L’éducation du chiot
Avec l’évolution des mentalités et dans un souci louable de « très bien faire » – à peine aurez-vous fait l’acquisition de votre chiot ou, parfois, même avant — la question de son « éducation » se pose de façon urgente : certains propriétaires sont à « l’école du chiot » le soir même de son adoption et même si celle-ci s’est faite à plusieurs centaines de kilomètres de distance.

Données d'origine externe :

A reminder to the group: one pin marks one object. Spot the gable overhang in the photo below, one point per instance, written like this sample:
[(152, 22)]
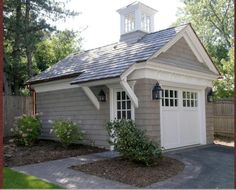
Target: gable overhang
[(195, 45), (169, 74)]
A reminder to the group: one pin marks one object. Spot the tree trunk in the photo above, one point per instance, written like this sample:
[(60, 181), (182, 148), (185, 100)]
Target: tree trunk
[(16, 49), (28, 42)]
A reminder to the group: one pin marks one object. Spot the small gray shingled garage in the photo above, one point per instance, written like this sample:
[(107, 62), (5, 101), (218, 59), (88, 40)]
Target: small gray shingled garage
[(126, 72)]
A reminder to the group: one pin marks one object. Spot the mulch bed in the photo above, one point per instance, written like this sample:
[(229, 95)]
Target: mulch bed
[(124, 171), (43, 150)]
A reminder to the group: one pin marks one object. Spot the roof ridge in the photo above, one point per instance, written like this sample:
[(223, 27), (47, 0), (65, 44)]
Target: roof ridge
[(168, 28), (83, 51), (116, 43)]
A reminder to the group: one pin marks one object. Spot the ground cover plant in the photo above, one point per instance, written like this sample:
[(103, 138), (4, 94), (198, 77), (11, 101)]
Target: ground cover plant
[(16, 180)]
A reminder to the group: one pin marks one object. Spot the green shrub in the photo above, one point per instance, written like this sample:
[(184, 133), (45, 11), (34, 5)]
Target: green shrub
[(27, 130), (132, 142), (67, 132)]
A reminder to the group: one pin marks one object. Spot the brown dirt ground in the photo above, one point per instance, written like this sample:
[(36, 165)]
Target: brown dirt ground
[(43, 150), (124, 171)]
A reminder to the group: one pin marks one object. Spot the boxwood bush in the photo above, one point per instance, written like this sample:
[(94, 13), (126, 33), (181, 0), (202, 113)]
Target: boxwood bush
[(132, 143), (67, 132), (27, 130)]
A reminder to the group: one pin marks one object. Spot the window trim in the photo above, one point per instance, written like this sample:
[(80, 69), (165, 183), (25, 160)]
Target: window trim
[(128, 22), (115, 104)]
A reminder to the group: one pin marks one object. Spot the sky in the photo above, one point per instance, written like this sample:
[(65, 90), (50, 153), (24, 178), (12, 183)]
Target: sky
[(100, 23)]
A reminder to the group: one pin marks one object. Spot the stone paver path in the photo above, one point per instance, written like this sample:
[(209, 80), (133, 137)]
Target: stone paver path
[(205, 167)]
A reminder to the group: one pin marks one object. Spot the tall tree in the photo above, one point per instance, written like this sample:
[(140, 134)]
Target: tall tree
[(213, 22), (56, 47), (25, 23)]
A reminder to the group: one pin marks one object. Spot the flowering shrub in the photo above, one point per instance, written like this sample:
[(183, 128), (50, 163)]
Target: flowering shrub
[(132, 142), (67, 132), (27, 130)]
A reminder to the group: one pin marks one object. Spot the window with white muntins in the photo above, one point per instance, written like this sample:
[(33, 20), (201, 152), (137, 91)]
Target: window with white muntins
[(129, 22), (146, 23), (190, 99), (123, 106)]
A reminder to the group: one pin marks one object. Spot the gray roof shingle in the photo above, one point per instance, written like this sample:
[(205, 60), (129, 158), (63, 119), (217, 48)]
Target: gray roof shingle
[(108, 61)]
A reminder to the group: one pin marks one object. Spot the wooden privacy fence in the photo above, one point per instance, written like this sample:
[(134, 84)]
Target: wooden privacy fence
[(223, 119), (223, 110), (15, 106)]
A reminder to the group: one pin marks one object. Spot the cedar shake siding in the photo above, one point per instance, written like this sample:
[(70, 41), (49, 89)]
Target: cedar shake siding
[(74, 105), (147, 115), (180, 55)]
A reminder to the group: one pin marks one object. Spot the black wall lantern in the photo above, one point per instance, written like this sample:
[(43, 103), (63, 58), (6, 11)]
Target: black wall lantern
[(157, 92), (210, 96), (102, 96)]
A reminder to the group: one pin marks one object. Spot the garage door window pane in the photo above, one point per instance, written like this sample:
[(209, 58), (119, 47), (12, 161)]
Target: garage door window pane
[(118, 105), (189, 99), (176, 103), (170, 98)]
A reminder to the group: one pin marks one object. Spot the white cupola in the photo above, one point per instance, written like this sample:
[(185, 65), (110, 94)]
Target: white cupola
[(136, 19)]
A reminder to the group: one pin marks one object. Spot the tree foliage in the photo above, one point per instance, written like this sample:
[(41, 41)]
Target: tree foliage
[(25, 24), (56, 47), (213, 22)]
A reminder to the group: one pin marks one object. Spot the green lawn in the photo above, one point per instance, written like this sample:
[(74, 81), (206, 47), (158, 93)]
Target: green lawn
[(16, 180)]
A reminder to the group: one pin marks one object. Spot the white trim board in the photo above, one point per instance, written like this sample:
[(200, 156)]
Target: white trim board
[(188, 34), (163, 73), (201, 110)]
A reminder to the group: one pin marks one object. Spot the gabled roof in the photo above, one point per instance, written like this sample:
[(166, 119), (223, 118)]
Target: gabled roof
[(108, 61)]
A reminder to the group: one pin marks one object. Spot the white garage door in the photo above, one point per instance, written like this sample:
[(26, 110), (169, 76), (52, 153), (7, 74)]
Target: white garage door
[(180, 118)]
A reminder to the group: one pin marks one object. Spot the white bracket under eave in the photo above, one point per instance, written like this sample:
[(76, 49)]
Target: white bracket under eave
[(130, 92), (91, 96)]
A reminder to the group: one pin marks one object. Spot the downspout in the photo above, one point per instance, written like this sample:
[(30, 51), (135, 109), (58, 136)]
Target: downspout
[(129, 91), (32, 91)]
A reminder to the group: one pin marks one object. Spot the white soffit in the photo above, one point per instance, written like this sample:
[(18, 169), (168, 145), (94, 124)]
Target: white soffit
[(197, 48)]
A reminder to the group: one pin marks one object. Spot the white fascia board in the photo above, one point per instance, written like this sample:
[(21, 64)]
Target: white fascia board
[(53, 85), (181, 71), (164, 77), (166, 74), (91, 96), (130, 92), (100, 82), (188, 34)]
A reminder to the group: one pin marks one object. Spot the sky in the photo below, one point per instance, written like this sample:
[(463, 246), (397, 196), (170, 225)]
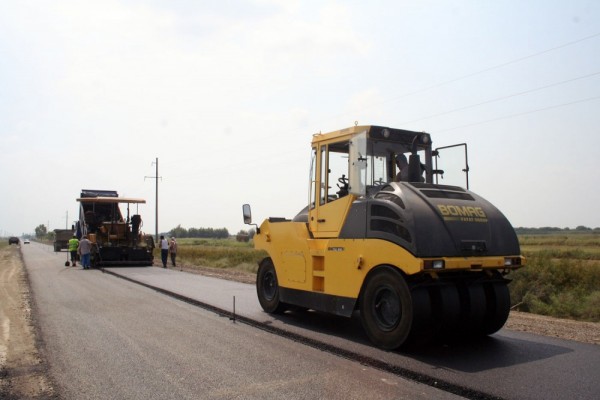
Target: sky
[(226, 95)]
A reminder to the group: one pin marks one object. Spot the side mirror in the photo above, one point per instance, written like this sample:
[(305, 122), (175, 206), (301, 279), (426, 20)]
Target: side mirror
[(247, 212)]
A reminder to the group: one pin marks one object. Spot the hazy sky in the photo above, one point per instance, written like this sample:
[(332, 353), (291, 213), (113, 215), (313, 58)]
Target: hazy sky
[(227, 95)]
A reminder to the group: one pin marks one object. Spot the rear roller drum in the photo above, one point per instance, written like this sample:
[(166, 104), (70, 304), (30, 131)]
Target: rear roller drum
[(386, 309)]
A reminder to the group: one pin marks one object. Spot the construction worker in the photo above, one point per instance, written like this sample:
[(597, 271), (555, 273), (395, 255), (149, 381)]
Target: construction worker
[(73, 245)]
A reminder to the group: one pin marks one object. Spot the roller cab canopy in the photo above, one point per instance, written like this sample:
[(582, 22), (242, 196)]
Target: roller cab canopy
[(111, 200)]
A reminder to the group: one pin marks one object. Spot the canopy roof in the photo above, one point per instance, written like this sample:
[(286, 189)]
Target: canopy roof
[(113, 200)]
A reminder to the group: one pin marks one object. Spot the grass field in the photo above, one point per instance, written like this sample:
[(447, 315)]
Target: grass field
[(562, 276)]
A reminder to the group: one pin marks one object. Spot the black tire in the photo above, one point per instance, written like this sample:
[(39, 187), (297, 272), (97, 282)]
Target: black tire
[(267, 288), (446, 311), (498, 307), (473, 307), (386, 309)]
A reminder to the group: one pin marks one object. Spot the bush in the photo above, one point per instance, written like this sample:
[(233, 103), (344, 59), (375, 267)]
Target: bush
[(558, 287)]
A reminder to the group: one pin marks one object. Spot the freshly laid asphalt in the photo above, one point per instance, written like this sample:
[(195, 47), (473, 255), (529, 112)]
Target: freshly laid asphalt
[(509, 365)]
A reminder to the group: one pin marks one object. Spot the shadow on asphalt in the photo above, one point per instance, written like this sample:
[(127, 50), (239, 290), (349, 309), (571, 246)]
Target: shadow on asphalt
[(468, 355)]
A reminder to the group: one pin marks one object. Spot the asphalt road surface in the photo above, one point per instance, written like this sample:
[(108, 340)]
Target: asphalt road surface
[(109, 337)]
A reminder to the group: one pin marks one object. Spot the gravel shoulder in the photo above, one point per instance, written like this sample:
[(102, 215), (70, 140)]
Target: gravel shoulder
[(23, 372)]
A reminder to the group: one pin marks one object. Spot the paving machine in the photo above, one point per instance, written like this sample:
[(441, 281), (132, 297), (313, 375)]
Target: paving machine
[(116, 240), (380, 236)]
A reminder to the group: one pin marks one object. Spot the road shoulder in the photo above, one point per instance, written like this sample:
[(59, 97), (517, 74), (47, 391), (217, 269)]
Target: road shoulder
[(23, 372)]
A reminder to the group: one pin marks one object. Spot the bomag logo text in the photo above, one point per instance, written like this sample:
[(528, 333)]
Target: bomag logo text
[(462, 213)]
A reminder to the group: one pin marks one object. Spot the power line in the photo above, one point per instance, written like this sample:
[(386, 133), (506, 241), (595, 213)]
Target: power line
[(501, 98), (520, 114), (469, 75)]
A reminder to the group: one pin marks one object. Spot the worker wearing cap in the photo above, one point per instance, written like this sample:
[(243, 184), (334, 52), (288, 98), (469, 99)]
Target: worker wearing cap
[(173, 249), (73, 245)]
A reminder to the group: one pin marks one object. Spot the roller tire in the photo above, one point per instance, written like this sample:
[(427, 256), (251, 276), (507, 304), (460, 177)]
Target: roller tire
[(473, 309), (386, 309), (267, 288), (498, 307)]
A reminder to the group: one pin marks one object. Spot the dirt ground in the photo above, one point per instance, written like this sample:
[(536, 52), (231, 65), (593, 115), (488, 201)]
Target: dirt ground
[(23, 372)]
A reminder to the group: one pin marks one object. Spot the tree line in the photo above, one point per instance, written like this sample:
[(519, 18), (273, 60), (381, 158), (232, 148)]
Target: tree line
[(553, 229), (219, 233)]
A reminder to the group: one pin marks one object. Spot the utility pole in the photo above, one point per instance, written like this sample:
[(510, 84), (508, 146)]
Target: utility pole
[(156, 177)]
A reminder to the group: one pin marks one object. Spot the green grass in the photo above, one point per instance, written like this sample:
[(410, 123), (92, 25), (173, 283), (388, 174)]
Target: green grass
[(561, 278), (219, 253)]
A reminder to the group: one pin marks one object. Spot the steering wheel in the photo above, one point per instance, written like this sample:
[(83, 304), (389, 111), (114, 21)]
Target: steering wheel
[(343, 187)]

Tant de hâte me semble excessive pour ma part, laissez-lui donc le temps « d’atterrir » dans sa nouvelle vie et n’oubliez pas que, pour un chiot, quitter l’élevage consiste à quitter tout ce qu’il connaît – aime et le sécurise depuis sa naissance: sa mère, sa fratrie, sa meute et ses premiers humains. Par ailleurs, ne perdez pas de vue que l’éducation d’un chien se fait dans la vie de tous les jours – avant tout et surtout.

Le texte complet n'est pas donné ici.